A panel of Syrian and international experts affirmed that despite the increasing number of evidence of human rights violations in Syria, the process of pursuing justice and accountability faces many obstacles.
This affirmation comes during a session organized by the “US Institute for Peace” to examine the effectiveness of the international, impartial and independent mechanism, which was established by the UN in 2016 to collect, preserve and analyze evidence of human rights violations in Syria.
According to “Arab News” newspaper, the participants in the session pointed out that there are ways to overcome the obstacles, but this process may take a long time, as it could take years for perpetrators and war criminals to be brought to trial.

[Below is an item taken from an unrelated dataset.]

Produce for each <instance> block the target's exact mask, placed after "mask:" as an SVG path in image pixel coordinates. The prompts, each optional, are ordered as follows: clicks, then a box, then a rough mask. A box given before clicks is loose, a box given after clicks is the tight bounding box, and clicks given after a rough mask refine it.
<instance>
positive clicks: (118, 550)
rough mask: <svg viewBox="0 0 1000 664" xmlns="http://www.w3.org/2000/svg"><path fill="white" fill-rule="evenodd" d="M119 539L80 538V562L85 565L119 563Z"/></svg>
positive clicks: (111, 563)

“Despite the challenges, the process of war crimes data collection are useful and could lead to prosecutions and put pressure on the Assad regime to take responsibility for its actions,” said Catherine Marchi-Uhel, the Head of the International Impartial and Independent Mechanism to assist in the investigation and prosecution of perpetrators of war crimes in Syria.

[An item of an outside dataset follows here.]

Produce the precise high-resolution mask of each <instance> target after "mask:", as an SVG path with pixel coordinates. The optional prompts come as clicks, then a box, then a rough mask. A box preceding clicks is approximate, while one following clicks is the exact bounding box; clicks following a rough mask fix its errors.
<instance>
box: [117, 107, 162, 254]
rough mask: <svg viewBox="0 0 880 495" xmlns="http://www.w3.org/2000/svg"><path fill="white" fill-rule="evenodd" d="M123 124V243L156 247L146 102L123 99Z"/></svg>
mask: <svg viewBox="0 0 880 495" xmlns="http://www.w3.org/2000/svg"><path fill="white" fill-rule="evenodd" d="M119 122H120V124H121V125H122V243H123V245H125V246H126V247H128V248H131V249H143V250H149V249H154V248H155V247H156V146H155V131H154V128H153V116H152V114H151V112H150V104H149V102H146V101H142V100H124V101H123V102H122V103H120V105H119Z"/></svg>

The ambassador-at-large for Global Criminal Justice at the US Department of State, confirmed that “efforts are being made to secure International Criminal Court jurisdiction for investigations into war crimes in Syria.
For his part, the director of the Syrian Center for Justice and Accountability, Mohammad al-Abdallah, said “We do not have many accountability mechanisms, but we have many good efforts by some member states, and many crimes that are still untouched.”
He pointed out that Syria is not a member state of the Rome Statute, so the International Criminal Court couldn’t practice jurisdiction over crimes committed in Syria, explaining that “the Assad regime has no record, trust, or even credibility to open investigations inside Syria.”